Не успел Нехлюдов сказать этих слов, как выражение лица барона изменилось.
– Впрочем, вы подайте прошение в канцелярию, и я сделаю, что могу, – сказал он Нехлюдову.
В это время в комнату вошел молодой чиновник, очевидно щеголявший своей походкой.

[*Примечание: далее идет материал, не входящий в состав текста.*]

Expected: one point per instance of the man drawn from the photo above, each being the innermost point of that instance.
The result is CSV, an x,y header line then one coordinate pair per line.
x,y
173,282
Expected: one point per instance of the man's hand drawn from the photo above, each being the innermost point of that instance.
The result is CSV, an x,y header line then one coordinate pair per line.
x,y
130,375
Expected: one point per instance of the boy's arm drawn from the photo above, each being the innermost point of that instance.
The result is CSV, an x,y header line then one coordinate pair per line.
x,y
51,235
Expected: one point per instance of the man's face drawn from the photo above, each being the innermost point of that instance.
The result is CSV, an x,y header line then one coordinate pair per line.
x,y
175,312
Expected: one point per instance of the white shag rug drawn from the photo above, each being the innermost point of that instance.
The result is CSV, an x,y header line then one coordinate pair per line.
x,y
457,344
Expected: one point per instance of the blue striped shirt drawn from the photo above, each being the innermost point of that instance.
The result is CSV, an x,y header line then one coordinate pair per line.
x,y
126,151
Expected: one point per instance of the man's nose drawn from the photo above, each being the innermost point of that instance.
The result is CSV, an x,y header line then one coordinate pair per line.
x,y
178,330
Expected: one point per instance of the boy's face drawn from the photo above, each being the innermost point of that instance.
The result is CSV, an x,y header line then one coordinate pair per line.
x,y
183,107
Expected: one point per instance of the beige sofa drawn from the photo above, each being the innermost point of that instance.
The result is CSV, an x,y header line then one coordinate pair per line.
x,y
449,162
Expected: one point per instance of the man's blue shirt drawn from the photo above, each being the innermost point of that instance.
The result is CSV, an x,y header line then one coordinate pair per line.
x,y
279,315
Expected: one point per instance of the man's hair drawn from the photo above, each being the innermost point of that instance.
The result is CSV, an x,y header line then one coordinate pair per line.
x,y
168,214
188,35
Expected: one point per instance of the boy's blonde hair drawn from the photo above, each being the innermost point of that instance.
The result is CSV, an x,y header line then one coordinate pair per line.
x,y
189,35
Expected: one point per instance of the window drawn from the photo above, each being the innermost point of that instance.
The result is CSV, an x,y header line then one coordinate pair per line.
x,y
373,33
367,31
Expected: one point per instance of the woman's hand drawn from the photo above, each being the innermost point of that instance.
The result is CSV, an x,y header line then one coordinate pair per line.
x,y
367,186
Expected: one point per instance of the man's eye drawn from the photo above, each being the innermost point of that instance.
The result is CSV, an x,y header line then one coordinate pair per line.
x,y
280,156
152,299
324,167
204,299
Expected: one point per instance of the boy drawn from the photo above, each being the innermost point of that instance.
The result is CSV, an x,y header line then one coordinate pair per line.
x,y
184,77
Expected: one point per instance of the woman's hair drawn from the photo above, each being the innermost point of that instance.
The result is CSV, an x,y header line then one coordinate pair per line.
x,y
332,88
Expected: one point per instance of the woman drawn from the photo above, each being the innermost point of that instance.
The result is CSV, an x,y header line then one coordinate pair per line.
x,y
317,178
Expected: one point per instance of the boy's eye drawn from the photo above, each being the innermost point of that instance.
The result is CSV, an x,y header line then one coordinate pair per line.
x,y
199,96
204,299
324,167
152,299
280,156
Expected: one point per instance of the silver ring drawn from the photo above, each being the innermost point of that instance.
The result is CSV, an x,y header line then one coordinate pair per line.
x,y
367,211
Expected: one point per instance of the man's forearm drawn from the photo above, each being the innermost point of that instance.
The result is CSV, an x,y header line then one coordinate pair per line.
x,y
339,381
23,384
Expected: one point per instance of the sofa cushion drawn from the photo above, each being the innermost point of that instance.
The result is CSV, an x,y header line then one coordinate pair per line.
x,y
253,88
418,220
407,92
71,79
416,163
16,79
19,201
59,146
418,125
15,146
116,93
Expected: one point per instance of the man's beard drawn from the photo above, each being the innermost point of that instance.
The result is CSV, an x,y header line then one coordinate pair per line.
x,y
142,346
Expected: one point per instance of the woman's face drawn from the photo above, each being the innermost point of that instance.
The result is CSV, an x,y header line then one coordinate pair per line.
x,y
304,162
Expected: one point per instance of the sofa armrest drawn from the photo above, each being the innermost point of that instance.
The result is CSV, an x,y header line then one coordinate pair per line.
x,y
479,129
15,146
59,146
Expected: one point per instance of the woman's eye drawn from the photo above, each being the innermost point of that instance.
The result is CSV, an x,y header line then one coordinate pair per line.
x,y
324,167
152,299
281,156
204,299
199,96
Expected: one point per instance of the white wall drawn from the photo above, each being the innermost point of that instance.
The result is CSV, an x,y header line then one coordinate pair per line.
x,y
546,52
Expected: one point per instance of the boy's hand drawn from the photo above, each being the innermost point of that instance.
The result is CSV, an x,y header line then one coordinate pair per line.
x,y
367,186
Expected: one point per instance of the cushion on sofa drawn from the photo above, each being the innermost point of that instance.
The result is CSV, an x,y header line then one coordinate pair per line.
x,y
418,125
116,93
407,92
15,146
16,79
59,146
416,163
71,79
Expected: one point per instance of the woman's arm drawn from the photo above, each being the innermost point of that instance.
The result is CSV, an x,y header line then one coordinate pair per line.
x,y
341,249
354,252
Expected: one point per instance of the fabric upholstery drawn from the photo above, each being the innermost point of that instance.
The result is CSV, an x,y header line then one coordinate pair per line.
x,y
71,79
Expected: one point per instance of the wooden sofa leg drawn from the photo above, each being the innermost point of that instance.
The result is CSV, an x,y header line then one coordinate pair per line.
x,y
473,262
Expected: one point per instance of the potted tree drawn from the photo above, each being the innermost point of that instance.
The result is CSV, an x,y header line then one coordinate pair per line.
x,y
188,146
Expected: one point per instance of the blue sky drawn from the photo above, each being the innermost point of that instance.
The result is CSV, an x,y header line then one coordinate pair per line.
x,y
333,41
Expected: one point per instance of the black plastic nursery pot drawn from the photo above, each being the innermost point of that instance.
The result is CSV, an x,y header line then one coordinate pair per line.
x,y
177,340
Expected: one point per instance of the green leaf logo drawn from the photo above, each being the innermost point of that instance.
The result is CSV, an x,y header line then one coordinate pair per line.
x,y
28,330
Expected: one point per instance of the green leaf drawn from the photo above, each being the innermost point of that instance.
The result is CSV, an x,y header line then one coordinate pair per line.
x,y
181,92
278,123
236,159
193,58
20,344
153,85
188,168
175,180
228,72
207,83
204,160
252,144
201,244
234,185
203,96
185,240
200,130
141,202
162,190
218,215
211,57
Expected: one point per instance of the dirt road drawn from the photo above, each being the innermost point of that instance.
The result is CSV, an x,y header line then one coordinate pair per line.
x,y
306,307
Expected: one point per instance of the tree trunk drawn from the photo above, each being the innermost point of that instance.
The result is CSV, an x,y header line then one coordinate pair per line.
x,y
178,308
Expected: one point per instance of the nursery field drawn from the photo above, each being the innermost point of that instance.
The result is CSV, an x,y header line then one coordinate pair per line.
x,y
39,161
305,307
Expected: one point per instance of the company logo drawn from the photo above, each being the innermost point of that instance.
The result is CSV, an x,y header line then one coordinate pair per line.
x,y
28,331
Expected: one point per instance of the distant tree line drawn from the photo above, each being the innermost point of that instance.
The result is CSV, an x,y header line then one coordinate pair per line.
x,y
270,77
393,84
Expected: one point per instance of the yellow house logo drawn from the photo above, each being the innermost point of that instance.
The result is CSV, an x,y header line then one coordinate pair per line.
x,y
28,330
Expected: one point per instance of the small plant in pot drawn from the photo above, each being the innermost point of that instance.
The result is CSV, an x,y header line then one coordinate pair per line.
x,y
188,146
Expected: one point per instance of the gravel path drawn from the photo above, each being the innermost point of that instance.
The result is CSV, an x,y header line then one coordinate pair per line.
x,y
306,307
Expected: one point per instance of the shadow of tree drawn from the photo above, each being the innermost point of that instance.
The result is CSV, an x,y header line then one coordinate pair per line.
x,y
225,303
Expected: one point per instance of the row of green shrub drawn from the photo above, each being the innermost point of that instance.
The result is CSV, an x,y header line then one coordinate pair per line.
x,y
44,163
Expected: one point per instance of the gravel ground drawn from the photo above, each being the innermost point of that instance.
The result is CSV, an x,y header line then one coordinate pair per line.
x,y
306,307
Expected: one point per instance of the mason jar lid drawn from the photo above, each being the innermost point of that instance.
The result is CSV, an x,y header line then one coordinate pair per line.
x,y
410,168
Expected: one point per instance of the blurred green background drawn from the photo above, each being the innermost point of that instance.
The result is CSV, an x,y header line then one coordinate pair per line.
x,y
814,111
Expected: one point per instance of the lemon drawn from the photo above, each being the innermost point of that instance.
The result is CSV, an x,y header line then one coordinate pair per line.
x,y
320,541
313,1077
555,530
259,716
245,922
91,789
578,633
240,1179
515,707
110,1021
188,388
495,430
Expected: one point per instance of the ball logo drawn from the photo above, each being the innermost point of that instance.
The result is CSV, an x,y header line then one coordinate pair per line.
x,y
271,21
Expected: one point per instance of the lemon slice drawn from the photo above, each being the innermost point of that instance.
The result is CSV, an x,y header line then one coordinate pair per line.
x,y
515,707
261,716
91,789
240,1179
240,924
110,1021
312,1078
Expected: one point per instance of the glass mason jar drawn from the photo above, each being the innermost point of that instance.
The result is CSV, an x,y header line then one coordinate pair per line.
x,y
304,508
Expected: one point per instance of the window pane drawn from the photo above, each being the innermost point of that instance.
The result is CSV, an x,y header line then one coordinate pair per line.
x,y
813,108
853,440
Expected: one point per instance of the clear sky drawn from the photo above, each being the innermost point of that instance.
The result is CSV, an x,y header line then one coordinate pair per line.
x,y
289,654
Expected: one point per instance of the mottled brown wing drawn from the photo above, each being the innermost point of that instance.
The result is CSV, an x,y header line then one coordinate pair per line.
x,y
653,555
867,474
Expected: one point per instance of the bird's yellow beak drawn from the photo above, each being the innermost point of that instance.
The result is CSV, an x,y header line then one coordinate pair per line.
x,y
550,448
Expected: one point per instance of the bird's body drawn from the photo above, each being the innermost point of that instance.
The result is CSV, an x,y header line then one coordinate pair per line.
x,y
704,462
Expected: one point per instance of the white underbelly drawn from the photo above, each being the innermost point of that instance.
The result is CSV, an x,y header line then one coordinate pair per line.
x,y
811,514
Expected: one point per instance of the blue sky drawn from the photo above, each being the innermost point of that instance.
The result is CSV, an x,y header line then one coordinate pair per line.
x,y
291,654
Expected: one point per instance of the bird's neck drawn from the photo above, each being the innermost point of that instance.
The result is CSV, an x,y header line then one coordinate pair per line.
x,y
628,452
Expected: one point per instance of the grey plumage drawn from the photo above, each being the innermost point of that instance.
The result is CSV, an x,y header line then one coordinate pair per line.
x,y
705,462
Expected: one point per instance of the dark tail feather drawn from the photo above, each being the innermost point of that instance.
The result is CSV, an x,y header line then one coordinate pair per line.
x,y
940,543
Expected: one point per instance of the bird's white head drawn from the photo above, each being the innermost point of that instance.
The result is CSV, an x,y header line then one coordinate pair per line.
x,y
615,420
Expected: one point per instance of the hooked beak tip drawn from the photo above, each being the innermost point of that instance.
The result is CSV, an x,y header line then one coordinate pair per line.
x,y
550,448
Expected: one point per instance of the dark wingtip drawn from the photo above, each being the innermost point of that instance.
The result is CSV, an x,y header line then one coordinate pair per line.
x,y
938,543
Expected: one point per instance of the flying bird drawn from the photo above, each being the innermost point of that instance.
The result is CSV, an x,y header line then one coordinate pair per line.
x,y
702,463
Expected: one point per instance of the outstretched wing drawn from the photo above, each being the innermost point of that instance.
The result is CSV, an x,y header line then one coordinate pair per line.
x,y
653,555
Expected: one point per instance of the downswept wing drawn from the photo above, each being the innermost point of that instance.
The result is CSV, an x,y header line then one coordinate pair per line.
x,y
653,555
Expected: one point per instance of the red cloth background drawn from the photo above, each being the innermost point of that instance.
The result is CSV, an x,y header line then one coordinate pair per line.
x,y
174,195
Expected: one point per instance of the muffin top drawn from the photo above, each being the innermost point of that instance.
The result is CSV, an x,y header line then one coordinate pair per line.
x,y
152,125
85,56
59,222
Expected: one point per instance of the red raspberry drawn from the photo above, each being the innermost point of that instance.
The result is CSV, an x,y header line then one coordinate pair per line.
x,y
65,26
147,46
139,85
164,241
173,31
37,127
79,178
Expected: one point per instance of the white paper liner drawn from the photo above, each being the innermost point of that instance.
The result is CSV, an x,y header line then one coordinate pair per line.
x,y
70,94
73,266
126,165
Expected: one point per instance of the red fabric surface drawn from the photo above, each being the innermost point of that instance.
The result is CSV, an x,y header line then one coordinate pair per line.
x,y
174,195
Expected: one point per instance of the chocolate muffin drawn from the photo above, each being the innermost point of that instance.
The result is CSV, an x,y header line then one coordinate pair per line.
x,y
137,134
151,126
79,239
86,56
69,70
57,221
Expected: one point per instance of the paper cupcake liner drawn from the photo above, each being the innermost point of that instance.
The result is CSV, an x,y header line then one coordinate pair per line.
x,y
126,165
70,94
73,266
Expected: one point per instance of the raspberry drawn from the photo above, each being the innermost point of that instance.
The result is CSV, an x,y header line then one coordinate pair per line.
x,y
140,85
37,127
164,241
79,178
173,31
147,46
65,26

– Дама эта просит еще сказать два слова.
– Ну, позовите. Ах, mon cher, сколько тут слез перевидаешь, если бы только можно все их утереть! Делаешь, что можешь.
Дама вошла.
– Я забыла просить о том, чтобы не допустить его отдать дочь, а то он на все…
– Да ведь я сказал, что сделаю.
– Барон, ради Бога, вы спасете мать.
Она схватила его руку и стала целовать.
– Все будет сделано.
Когда дама вышла, Нехлюдов тоже стал откланиваться.
– Сделаем, что можем. Снесемся с министерством юстиции. Они ответят нам, и тогда мы сделаем, что можно.
59
Чтобы доставить вам удовольствие, я поступила совершенно против своих правил и ходатайствовала перед мужем за вашу протеже. Оказывается, эта особа может быть освобождена немедленно. Муж написал коменданту. Итак, приезжайте… Жду вас (фр.).